The gut microbiome consists of multiple microorganisms, like bacteria, viruses, and fungi, that live in the human gastrointestinal tract, mostly in your large intestine. They are important to us due to their role in digestion, metabolism, our immune systems, etc. The microbiome is responsible for breaking down complex carbohydrates, producing different kinds of vitamins that our body cannot synthesize, helping us absorb different nutrients and protecting us against harmful pathogens. Based on how well our body performs in these functions, we can be less likely to develop diseases like Alzheimer’s and Parkinson’s disease and prevent illnesses like depression and anxiety.

New emerging research in animals and humans shows there may be a ‘gut-brain axis’ in our body that functions like a bidirectional communication network between your brain and your intestinal microbiome.
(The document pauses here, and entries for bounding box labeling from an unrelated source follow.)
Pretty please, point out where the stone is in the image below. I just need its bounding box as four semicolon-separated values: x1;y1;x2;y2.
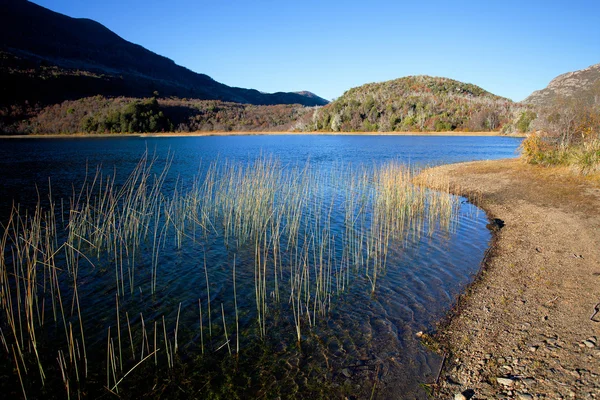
496;377;515;387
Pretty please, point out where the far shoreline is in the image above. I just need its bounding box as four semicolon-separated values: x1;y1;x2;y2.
0;131;527;139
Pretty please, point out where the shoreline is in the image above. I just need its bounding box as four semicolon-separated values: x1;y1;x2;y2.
424;159;600;400
0;131;527;139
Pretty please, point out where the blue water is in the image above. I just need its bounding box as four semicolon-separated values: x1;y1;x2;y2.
0;135;521;398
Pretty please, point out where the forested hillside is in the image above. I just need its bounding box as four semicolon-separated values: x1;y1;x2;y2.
302;76;527;132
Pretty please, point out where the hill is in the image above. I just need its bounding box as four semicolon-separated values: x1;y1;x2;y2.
0;0;327;107
7;96;313;134
523;64;600;107
304;75;521;132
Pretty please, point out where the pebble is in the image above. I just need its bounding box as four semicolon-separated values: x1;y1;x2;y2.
496;377;515;386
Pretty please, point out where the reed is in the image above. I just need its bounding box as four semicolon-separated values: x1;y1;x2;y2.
0;152;458;397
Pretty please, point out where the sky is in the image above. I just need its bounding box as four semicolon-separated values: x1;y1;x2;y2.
33;0;600;101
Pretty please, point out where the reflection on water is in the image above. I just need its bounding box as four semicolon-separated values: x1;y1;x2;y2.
2;138;516;398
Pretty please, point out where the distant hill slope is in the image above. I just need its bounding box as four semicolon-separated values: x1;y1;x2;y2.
304;75;519;132
0;0;328;106
523;64;600;107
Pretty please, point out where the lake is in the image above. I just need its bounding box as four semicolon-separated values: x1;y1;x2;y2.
0;135;521;399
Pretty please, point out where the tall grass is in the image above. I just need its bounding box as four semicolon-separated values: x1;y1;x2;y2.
521;134;600;175
0;154;457;397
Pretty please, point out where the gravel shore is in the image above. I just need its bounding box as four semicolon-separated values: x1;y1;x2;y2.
427;159;600;399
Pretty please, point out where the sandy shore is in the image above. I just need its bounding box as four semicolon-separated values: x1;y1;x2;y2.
0;131;525;139
422;159;600;399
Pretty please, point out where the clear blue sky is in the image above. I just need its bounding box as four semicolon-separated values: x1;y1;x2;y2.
34;0;600;101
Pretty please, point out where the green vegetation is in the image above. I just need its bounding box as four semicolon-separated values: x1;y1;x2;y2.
81;98;173;133
0;96;314;134
302;76;523;132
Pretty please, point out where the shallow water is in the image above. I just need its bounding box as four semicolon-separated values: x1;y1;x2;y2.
0;136;520;398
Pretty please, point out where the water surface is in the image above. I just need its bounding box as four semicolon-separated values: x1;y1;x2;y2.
0;135;520;398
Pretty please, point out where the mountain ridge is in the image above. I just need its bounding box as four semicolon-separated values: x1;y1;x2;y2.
523;63;600;107
304;75;520;132
0;0;328;106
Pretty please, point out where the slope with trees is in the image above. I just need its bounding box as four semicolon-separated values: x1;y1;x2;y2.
303;76;526;132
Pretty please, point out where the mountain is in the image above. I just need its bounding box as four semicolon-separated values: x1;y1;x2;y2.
304;75;517;132
0;0;328;106
523;64;600;107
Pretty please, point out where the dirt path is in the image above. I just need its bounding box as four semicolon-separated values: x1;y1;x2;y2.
422;160;600;399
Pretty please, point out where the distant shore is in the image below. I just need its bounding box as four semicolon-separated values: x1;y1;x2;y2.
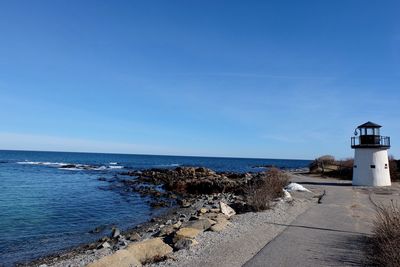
22;168;315;267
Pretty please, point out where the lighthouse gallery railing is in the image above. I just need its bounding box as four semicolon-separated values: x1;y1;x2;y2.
351;135;390;148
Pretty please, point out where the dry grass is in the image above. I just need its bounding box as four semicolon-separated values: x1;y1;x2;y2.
245;168;289;211
368;201;400;267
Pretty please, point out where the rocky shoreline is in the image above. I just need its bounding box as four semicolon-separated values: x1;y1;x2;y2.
21;167;316;267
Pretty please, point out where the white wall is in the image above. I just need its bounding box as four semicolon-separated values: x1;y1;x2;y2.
353;148;391;186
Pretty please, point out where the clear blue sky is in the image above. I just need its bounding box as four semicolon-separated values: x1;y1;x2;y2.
0;0;400;159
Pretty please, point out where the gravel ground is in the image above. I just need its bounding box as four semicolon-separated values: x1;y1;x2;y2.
151;193;316;267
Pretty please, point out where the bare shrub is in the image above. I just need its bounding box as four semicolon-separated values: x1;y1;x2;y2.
367;200;400;267
245;168;289;211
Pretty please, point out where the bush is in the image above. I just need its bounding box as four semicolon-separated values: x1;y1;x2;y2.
367;201;400;267
245;168;289;211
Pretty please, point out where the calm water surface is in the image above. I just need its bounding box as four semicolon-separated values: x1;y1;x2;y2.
0;151;310;266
Simplified, it means that if you eat well, you’ll feel well and if you feel well, you’ll eat well.

The gut microbiome is a complex dynamic system, which results in multifaceted connections as to how it affects your brain health. An unhealthy gut can lead to inflammation, which affects the blood-brain barrier (resulting in toxic material entering your brain and contributing to neuroinflammation). It can also compromise your immune system, which has been known to contribute to neurological disorders like multiple sclerosis.

To protect your gut health, one should aim to follow three main steps:

1.      Eat more probiotics and prebiotics: Probiotics and prebiotics are beneficial bacteria and the food that these beneficial bacteria consume. Foods like yogurt, kefir, sauerkraut, kimchi and other fermented foods are good ways to get in your probiotics. Prebiotics to consume, include garlic, onions, leeks, chicory root and asparagus to feed the growth of these gut bacteria.

2.      Consume more fiber: Eating a high-fiber diet through whole grains, fruits, vegetables, legumes and seeds can reduce inflammation and promote gut health.

3.      Limit processed foods with high added sugars: Having high added sugar foods has shown imbalances in gut bacteria and can often lead to growth of pathogenic bacteria at fast rates in your intestines.

In conclusion, the gut microbiome is a deeply complex ecosystem of microorganisms that need to be nurtured through various dietary choices to ensure that we can prevent brain disease in a world where brain disease is becoming ever so common.